Lifetime ISA withdrawal charges triple in lockdown

Lifetime ISA (LISA) early withdrawal charges have more than tripled in a year from £10m in 2019/20, to £33m in the 2020/21 tax year, according to data from Quilter.

A Freedom of Information request made by the wealth manager showed that over the previous three tax years, a total of £48m has been levied against LISA holders for early withdrawals.

In 2018/19 and 2019/20, the withdrawal charges were set at 25% before they were dropped to 20% from 6 March 2020 to 5 April 2021 to help people impacted by the pandemic to access funds. However, the 25% charge is now back in place.

Quilter said that the 25% withdrawal penalty is to disincentivize people from using a LISA for a purpose other than buying a first home or for retirement. The temporary reduction of withdrawal charges to 20% meant account holders would only have to pay back the 25% government bonus they received, meaning effectively there is no exit fee.

Given there were withdrawal charges of £33m in 2020/21, it implies that the total amount withdrawn from LISAs was around £165m, Quilter stated.

The most recent available government ISA statistics show that when LISAs were introduced in 2017/18, £486m was subscribed to the product and £604m in 2018/19.

“These stark figures illustrate how many people needed to raid their savings to cope with the financial strain brought on them by the pandemic,” Quilter financial planning expert, Rachael Griffin, said.

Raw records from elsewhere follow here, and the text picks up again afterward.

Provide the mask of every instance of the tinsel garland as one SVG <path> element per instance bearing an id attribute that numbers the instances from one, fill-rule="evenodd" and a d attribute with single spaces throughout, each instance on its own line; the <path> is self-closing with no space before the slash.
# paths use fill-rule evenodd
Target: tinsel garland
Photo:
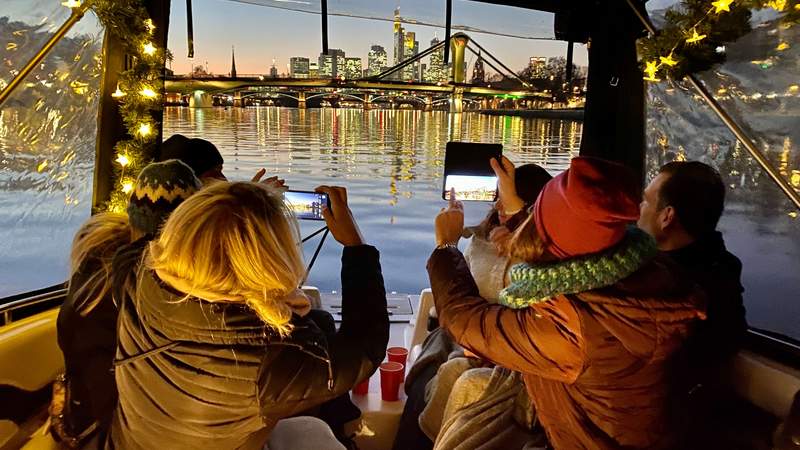
<path id="1" fill-rule="evenodd" d="M 128 132 L 128 139 L 116 143 L 114 189 L 106 209 L 124 212 L 128 196 L 139 171 L 150 162 L 158 136 L 158 122 L 154 113 L 163 107 L 162 73 L 166 51 L 153 41 L 155 25 L 142 0 L 79 0 L 64 3 L 71 8 L 88 7 L 105 29 L 122 43 L 131 65 L 119 74 L 119 82 L 112 96 L 119 102 L 120 114 Z M 158 114 L 155 114 L 158 116 Z"/>
<path id="2" fill-rule="evenodd" d="M 800 21 L 800 0 L 682 0 L 670 8 L 656 34 L 639 41 L 645 80 L 675 80 L 702 72 L 725 61 L 725 44 L 751 31 L 752 10 L 770 8 L 780 13 L 783 27 Z M 789 48 L 779 42 L 776 52 Z"/>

“Reducing the withdrawal charge to 20% and thus ensuring savers weren’t unfairly penalised during this difficult time was sensible. However, these figures also reveal that the LISA has some significant flaws in its design.

“The products are meant to be a hybrid between a retirement savings vehicle and an ISA product for first-time buyers. Unfortunately, while the product strives for the best of both worlds it falls short. LISAs are neither an ISA, with the flexibility to withdraw money at any time, or a pension, which has generous tax relief but requires savers to lock-up their money to at least age 55.

“They were a muddled idea to start with and the government should carefully consider their place in the long-term future of the UK’s savings system.”